Die beiden Freundinnen hatten es sich wie so oft in Karens Zimmer bequem gemacht und klönten, wobei Karen ihre Freundin dazu bewegen wollte, ihren Schwarm für den bevorstehenden Schulball einzuladen.

"Ich bin eben schüchtern!", rechtfertigte Johanna ihre Feigheit. "Und nicht so selbstbewusst wie Yvonne oder du!" Trotzig vermied sie es, ihre Freundin anzuschauen und heftete stattdessen ihren Blick starr auf einen unbedeutenden Punkt auf dem Teppich, als ob es dort etwas Megaspannendes zu bestaunen gäbe.

"Das weiß ich ja, und das ist ja auch nicht schlimm", lenkte Karen nun ein. "Aber du kannst dich nicht dein Leben lang hinter deiner Schüchternheit verstecken und dabei sämtliche tolle Chancen an dir vorbeiziehen lassen!" Sie knuffte Johanna versöhnlich in die Seite. "Vor allem die zweibeinigen männlichen Gelegenheiten, die supernett sind und Pascal heißen!" Karens unverwechselbares spitzbübisches Grinsen begann Wirkung zu zeigen.

"Und wenn er Nein sagt?", fragte Johanna ängstlich. "Nach so einer Blamage könnte ich mich ein halbes Jahr nicht mehr in die Schule trauen!"

"Dummerchen!", neckte Karen. "Aus gut unterrichteten Quellen weiß ich zufällig, dass Pascal dich ziemlich sympathisch findet!"

Johanna erkundigte sich erst gar nicht nach Karens Informationsquellen, weil sie die ohnehin nicht verraten würde. Dass Geheimnisse bei Karen so sicher wie in Fort Knox aufgehoben waren, war allgemein bekannt. Selbst ihre Busenfreundin Johanna bekam nur das aus ihr heraus, was sie erfahren durfte, aber auch keinen Pieps mehr. Kein Wunder, dass Karen stets so gut über Alles unterrichtet war. Dennoch wagte Johanna nicht, daran zu glauben, dass Pascal, ihr heimlicher Schwarm sie tatsächlich nett finden und sich für sie interessieren könnte. Wo er doch in ihren verliebten Augen der hübscheste und tollste Junge der gesamten Schule war. Auch wenn Karen das etwas anders sah, ihrer Meinung nach war Johannas Flamme eindeutig zu klein und einen Tick zu breit. Dass er aber superwitzig und sehr charmant war, musste auch sie zugeben.

"Glaub mir, er wird dir keinen Korb geben", fügte Karen, die merkte, dass Johannas Bereitschaft langsam anstieg, aufmunternd hinzu. "Das ist so sicher wie das Amen in der Kirche!"

"Okay", entschloss sich Johanna und atmete tief durch. "Ich werde es tun. Gleich morgen nach dem Unterricht, bevor mich mein Mut wieder verlässt!"

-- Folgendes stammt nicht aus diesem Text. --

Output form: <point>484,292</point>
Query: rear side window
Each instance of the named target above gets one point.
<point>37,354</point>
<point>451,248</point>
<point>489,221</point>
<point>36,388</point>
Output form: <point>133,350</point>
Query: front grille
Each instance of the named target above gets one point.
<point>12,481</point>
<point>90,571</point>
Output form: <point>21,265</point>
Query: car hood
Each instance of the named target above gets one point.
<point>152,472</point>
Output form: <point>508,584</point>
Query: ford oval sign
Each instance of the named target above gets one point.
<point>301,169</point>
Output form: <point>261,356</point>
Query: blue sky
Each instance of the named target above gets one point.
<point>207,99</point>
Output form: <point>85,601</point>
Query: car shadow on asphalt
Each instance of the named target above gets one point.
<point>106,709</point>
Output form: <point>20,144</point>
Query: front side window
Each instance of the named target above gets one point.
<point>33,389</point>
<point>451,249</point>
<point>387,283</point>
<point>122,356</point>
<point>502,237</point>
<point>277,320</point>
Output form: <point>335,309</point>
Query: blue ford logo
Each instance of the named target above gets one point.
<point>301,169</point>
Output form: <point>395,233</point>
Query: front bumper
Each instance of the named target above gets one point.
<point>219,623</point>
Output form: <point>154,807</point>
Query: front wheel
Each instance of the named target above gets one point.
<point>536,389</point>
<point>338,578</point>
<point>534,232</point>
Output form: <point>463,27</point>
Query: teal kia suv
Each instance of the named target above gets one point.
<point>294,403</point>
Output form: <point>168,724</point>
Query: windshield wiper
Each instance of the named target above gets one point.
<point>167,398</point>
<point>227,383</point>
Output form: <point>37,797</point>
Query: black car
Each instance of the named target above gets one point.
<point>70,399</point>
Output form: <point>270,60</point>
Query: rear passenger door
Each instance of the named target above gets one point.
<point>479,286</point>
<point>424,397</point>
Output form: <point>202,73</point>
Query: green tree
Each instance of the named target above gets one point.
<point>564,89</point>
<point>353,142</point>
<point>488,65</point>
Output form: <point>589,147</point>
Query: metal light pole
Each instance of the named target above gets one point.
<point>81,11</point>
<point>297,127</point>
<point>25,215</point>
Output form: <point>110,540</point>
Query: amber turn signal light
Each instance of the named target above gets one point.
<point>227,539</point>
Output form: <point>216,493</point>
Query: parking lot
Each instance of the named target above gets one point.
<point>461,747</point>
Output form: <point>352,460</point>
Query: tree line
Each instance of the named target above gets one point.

"Du hast WAS getan?", fragte Moritz ungläubig und schaute seinen Kumpel Pascal an, als ob dieser von allen guten Geistern verlassen wäre.

"Ich habe Johanna erklärt, dass ich nicht auf den Schulball gehen würde und sie jemand anderen fragen soll."

"Ich fass´es einfach nicht!", regte sich Moritz weiter auf. "Da lädt dich Johanna - wohlgemerkt, die Frau, von der du mir seit Wochen pausenlos vorschwärmst - zum Schulball ein und was macht Mister-Unsterblich-Verknallt-Aber-Anscheinend-Megabekloppt? Er gibt seiner Traumfrau einen Korb!!! Ich glaub, ich bin hier im falschen Film!"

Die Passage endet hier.